Cosas normales en Italia (15): Nápoles

Este capítulo no es irónico, y esta frase tampoco lo es. No es para decir que algo normal en Italia es una ciudad espantosa como Nápoles, sino todo lo contrario: que lo normal en Italia son maravillas excepcionales como Nápoles. Es una de mis ciudades favoritas, no ya de Italia, sino del mundo. Hablar siempre de la Camorra, como hemos hecho estos días y que sin duda debe hacerse, tiene el riesgo de obviar la belleza de esta ciudad.

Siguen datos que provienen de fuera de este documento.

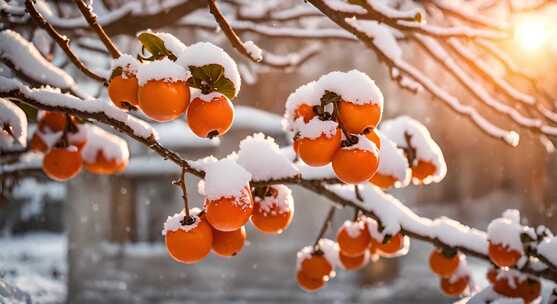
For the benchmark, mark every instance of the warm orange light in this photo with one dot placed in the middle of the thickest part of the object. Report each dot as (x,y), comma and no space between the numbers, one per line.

No haga caso de quien le diga que Nápoles no merece la pena, que está sucio, que es peligroso, que no tiene nada, que mejor no ir… Son opiniones de turistas desalmados. O que tuvieron un mal día y sin duda deben volver a intentarlo. Nápoles es una de las reservas espirituales de la humanidad. Yo siempre que voy aprendo algo. De cómo tomarse la vida, de la actitud ante las complicaciones. Ves a una familia entera en una moto y se te aclaran las ideas. O tomando un café, el mejor del mundo. O paseando por el claustro del monasterio de San Gregorio Armeno, viendo a las monjas fregar el suelo con niños corriendo entre las columnas.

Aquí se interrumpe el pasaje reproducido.